Avelina Abang

Personal information
- Full name: Inmaculada Avelina Abang Ndong Nzang
- Date of birth: 8 December 2003 (age 22)
- Position: Right-back

Team information
- Current team: 15 de Agosto

Senior career*
- Years: Team / Apps / (Gls)
- Leones Vegetarianos
- 20??–2023: Malabo Kings
- 2023–2024: Huracanes
- 2024–: 15 de Agosto

International career^{‡}
- 2018–: Equatorial Guinea / 3 / (0)

= Avelina Abang =

Equatoguinean footballer (born 2003)

Inmaculada Avelina Abang Ndong Nzang (born 8 December 2003) is an Equatoguinean footballer who plays as a right-back for local club 15 de Agosto and the Equatorial Guinea national team.
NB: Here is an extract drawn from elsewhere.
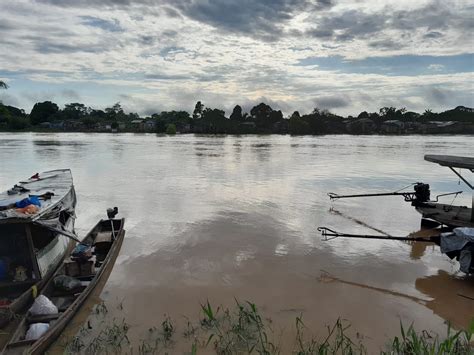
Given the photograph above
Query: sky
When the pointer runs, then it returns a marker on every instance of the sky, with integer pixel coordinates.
(346, 56)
Abang was ranked 16th by Goal in the NXGN 2022.

==Club career==
Abang has played for Leones Vegetarianos FC and Malabo Kings in Equatorial Guinea.

===Maccabi Kishronot Hadera===
On 12 June 2023, Abang was announced by Israeli Ligat Nashim club Maccabi Kishronot Hadera as a team signing for the 2023–24 season.

==International career==
Abang capped for Equatorial Guinea at senior level during the 2018 Africa Women Cup of Nations, playing in three matches.